22. There was a very rich person who had a little child which he loved very much. He took the greatest care of this child, and never let it want for any thing. He gave it plenty to eat, and always what was best for it; its breakfast, and dinner, and supper, were always ready at the proper time. He had very good clothes made for it, of the best cloth—clothes for summer, and warm clothes for winter. He had a fine, large house; and this child slept in one of the best rooms in the house. He sent the child to the best school he could find. If the child was sick, he sent for the most skilful doctors to cure it. The father was always thinking, day and night, how he could do good for his dear child. But the child was very foolish. It was always saying to itself: “Oh! perhaps my father will forget to give me my dinner; or perhaps he will leave me without clothes; or perhaps, if I am sick, he will not send for the doctor.” So the foolish child was always fretting itself, and behaving very ill to its good father, making long faces, and looking cross, and giving back answers. Although it remembered that all its life its father had never once forgotten it, still it was always afraid, and it was very unhappy.
The good father is Almighty God; and you are the fretful child.

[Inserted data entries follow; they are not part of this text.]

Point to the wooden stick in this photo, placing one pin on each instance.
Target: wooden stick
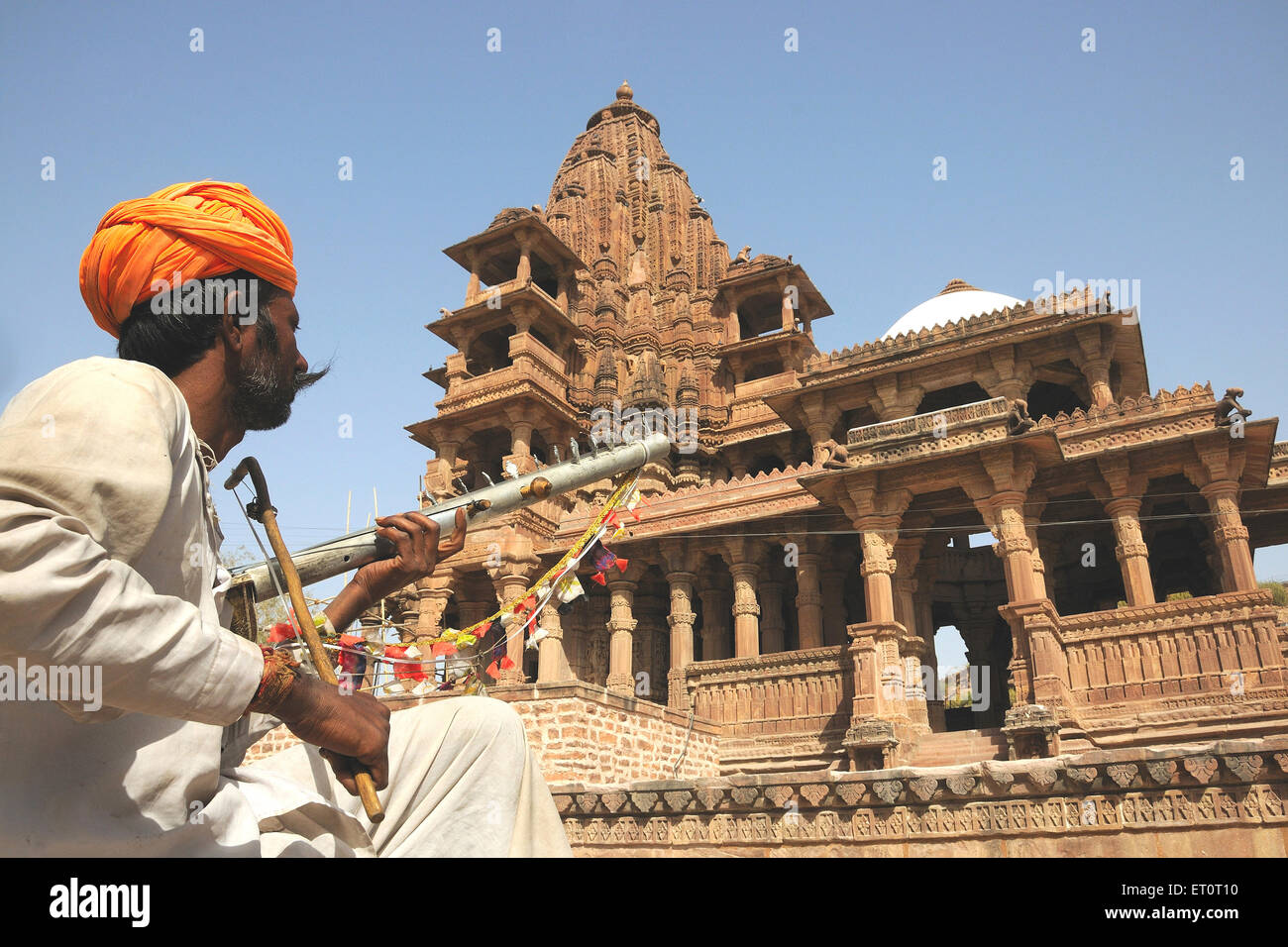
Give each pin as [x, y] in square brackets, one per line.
[304, 620]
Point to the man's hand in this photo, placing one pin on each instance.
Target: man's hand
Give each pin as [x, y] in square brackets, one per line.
[415, 538]
[347, 727]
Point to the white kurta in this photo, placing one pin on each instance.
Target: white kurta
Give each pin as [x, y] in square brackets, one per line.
[108, 557]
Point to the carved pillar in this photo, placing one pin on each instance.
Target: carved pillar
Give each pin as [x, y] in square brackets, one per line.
[524, 270]
[925, 611]
[520, 437]
[833, 603]
[772, 616]
[1096, 371]
[562, 296]
[433, 595]
[621, 678]
[552, 659]
[1132, 553]
[1004, 513]
[681, 618]
[1231, 534]
[511, 581]
[715, 622]
[913, 646]
[1034, 505]
[472, 289]
[879, 535]
[809, 602]
[472, 612]
[746, 609]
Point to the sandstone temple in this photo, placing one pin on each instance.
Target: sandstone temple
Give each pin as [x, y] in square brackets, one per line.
[761, 678]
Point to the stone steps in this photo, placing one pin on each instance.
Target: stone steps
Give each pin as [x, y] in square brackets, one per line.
[958, 746]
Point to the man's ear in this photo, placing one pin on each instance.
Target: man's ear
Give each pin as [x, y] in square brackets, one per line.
[236, 337]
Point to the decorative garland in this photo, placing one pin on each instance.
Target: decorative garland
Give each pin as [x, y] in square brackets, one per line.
[519, 615]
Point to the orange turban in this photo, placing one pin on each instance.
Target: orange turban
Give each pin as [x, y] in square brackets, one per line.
[198, 230]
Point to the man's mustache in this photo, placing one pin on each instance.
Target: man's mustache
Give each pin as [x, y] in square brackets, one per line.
[304, 379]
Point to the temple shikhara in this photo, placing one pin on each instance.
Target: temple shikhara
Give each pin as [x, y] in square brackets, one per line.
[761, 677]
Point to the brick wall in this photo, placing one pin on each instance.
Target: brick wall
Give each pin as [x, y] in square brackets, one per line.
[583, 733]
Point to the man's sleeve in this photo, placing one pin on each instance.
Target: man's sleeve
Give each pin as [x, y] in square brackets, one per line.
[85, 466]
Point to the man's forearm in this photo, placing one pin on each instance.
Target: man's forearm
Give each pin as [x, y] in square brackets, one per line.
[348, 605]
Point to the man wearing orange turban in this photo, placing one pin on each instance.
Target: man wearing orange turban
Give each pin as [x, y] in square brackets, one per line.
[110, 579]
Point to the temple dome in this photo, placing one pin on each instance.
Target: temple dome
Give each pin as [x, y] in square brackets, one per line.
[957, 300]
[618, 191]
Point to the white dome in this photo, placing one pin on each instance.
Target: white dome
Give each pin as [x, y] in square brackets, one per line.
[954, 302]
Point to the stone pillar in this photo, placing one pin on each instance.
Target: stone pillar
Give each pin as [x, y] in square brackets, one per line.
[713, 622]
[1132, 553]
[681, 618]
[433, 595]
[621, 680]
[746, 609]
[1004, 512]
[552, 659]
[472, 612]
[833, 604]
[475, 286]
[520, 437]
[524, 270]
[809, 602]
[925, 608]
[510, 583]
[1096, 371]
[1034, 505]
[562, 298]
[912, 647]
[772, 616]
[1231, 534]
[877, 566]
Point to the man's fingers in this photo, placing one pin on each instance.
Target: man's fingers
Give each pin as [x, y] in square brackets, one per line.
[456, 541]
[343, 770]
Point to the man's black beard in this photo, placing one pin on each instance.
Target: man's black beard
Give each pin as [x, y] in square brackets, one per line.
[262, 401]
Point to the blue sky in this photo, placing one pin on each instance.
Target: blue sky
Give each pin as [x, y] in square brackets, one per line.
[1113, 163]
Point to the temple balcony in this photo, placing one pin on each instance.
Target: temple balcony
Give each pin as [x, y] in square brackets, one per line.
[533, 386]
[750, 418]
[518, 249]
[1211, 665]
[791, 707]
[722, 504]
[927, 434]
[516, 305]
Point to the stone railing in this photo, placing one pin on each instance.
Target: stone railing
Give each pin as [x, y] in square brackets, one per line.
[1154, 418]
[975, 424]
[1190, 651]
[802, 692]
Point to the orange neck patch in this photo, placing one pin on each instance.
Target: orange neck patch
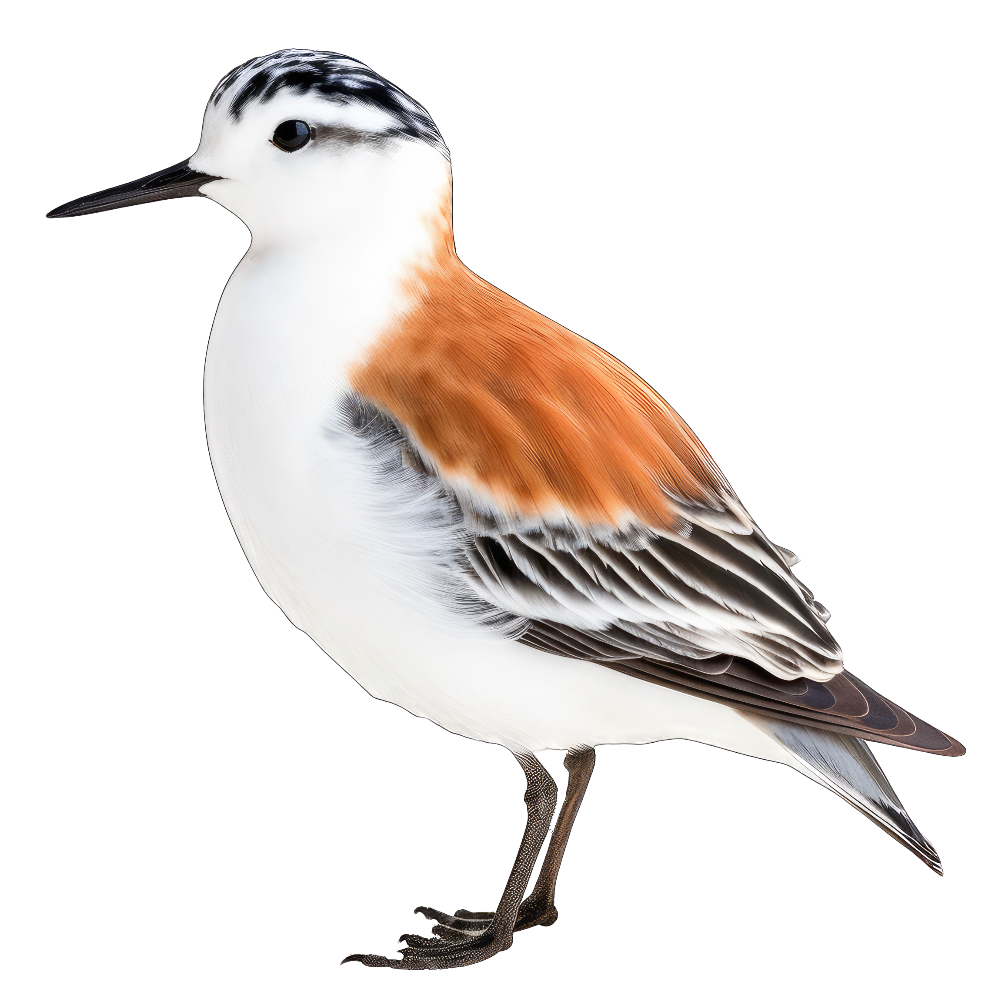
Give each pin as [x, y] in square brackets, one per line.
[535, 419]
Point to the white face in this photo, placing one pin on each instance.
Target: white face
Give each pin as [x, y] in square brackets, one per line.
[350, 174]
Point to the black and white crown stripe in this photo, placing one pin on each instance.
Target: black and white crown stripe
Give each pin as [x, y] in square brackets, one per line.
[332, 76]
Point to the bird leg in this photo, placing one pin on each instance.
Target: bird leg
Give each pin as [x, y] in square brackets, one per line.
[468, 937]
[539, 909]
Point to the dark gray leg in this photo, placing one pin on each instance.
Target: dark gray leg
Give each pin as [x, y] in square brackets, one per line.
[469, 937]
[539, 909]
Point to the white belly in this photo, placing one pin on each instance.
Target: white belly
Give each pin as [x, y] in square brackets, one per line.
[337, 551]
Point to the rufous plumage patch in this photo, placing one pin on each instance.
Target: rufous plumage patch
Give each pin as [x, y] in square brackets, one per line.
[537, 420]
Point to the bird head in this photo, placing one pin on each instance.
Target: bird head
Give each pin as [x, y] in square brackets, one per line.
[298, 144]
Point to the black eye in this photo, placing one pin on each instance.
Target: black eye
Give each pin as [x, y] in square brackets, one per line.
[291, 136]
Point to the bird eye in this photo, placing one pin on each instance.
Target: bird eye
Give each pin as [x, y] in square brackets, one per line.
[291, 136]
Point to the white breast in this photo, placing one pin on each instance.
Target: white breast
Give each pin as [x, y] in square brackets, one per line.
[356, 565]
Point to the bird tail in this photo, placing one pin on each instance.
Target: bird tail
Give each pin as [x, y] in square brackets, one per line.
[846, 766]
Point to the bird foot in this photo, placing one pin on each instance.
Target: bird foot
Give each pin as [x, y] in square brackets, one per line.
[536, 911]
[465, 937]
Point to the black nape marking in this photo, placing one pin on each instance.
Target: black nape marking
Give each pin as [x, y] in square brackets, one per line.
[333, 76]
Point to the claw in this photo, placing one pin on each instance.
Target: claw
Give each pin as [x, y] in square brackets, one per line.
[369, 961]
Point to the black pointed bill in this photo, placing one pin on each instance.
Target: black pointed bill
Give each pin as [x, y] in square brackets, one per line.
[176, 181]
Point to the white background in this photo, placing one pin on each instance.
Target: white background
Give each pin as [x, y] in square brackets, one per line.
[785, 216]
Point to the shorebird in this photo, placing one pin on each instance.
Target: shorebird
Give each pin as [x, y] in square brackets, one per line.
[481, 516]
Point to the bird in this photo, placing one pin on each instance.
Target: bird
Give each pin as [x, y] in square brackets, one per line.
[481, 516]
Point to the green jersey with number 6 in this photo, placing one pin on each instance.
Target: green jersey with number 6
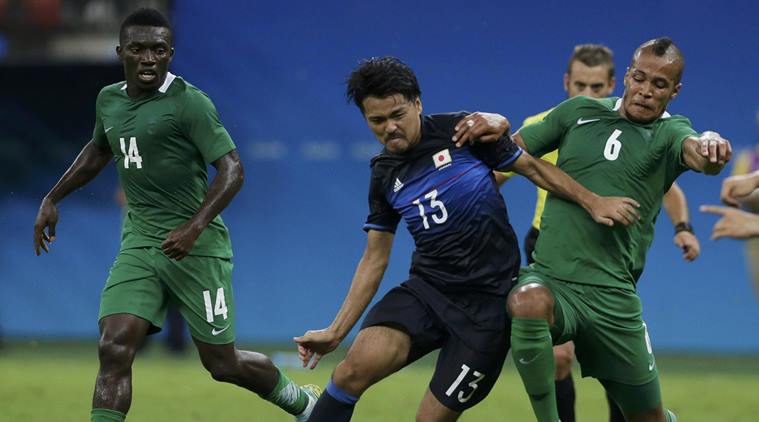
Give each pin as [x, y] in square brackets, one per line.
[162, 145]
[610, 156]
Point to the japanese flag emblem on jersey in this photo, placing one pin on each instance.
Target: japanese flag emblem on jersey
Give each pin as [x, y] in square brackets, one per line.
[442, 158]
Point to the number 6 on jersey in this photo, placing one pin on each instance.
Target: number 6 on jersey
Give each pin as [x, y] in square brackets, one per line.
[613, 146]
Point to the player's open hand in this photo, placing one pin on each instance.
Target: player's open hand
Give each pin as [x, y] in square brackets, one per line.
[736, 187]
[735, 223]
[179, 242]
[714, 147]
[314, 344]
[47, 218]
[607, 210]
[689, 243]
[480, 127]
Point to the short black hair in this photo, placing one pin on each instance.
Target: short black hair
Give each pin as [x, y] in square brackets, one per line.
[592, 55]
[663, 47]
[381, 77]
[143, 17]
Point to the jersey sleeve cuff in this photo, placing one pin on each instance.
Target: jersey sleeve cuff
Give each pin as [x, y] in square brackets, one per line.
[505, 164]
[377, 227]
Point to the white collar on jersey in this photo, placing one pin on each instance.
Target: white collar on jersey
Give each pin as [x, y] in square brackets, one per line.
[166, 83]
[618, 104]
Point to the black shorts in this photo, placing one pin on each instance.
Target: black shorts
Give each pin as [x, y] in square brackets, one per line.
[471, 330]
[529, 243]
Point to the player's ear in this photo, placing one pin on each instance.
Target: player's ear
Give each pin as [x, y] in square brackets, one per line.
[612, 85]
[676, 91]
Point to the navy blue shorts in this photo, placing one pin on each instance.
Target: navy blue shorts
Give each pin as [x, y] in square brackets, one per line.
[472, 331]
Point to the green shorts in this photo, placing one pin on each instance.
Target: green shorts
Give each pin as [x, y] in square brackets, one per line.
[144, 281]
[606, 325]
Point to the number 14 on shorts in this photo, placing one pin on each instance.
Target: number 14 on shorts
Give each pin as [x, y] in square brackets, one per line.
[219, 307]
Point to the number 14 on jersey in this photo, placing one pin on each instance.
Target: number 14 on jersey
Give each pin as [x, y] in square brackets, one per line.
[133, 154]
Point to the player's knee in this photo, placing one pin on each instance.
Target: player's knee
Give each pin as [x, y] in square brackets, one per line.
[115, 353]
[531, 301]
[563, 364]
[221, 366]
[351, 377]
[222, 371]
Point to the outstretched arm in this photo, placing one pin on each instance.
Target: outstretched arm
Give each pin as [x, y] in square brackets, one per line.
[604, 210]
[733, 223]
[736, 188]
[88, 164]
[708, 153]
[676, 207]
[225, 185]
[316, 343]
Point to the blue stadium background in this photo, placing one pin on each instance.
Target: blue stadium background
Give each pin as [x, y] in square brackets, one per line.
[276, 72]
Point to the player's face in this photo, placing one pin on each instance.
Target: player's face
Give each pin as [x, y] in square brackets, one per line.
[145, 53]
[649, 87]
[590, 81]
[395, 121]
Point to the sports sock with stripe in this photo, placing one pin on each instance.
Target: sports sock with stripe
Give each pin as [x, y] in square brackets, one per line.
[532, 351]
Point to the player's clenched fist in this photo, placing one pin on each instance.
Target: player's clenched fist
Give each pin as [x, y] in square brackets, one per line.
[47, 217]
[314, 344]
[714, 147]
[179, 242]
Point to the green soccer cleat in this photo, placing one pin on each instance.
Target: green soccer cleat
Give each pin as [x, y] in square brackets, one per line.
[313, 392]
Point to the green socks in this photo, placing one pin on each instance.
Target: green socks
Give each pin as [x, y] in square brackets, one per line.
[106, 415]
[287, 395]
[670, 416]
[531, 349]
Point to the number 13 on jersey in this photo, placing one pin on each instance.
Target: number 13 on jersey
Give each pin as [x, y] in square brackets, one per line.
[434, 203]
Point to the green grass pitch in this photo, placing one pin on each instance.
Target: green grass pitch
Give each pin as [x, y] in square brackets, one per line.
[54, 381]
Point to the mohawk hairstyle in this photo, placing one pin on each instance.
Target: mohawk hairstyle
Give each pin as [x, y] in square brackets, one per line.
[144, 17]
[592, 55]
[663, 47]
[381, 77]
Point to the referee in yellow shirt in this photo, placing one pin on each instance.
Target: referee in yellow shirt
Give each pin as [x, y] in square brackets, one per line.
[590, 72]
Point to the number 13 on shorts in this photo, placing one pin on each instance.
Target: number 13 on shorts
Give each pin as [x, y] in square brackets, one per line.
[473, 385]
[219, 307]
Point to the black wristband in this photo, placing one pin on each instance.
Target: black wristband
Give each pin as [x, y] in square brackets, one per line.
[683, 227]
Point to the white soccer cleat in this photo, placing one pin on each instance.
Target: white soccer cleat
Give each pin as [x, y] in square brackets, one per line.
[313, 392]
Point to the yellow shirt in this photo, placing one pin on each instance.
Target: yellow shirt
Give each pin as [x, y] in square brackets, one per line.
[551, 157]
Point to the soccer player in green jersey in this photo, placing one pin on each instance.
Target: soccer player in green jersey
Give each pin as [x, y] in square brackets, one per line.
[582, 286]
[590, 72]
[161, 132]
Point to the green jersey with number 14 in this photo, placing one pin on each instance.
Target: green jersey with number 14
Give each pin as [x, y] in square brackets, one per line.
[610, 156]
[162, 145]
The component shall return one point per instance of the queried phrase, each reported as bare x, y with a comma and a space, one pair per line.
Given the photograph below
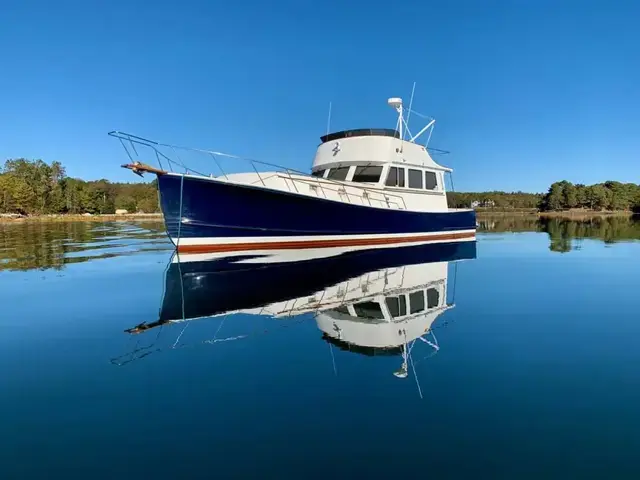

God made you; and he loves you so much, that nobody can tell how much he loves you. He is very wise, and knows what is best for you. He is very rich, for of his riches there is no end; and if he gives away any thing, he is not any poorer; so he is able to give to you what is best for you. He has made you a great promise, that he will every moment of your life give you what is best for you. Very often something happened to you which you thought was not for the best; and yet you found out afterwards that it was really the best for you, or at least you will find out when you are dead. Yet still you are unhappy, often thinking in yourself and saying: “Oh! I am afraid! What am I to do? Perhaps such a thing will happen!—perhaps it will not be the best for me!” My little child, learn a lesson at least from the birds which fly in the air: they do not trouble themselves about what may come; they expect to have food to eat—and God always feeds them. So, my dear child, “cast your care on God, for he hath care of you,” II Peter v.; and let your daily prayer to Almighty God be: “Give us this day our daily bread.” Expect and feel sure, that God will, in every thing, do what is best for you. Psalm ciii. 28. “All expect of thee, O God, food in season: Thou openest thy hand and fillest every living creature with blessings.”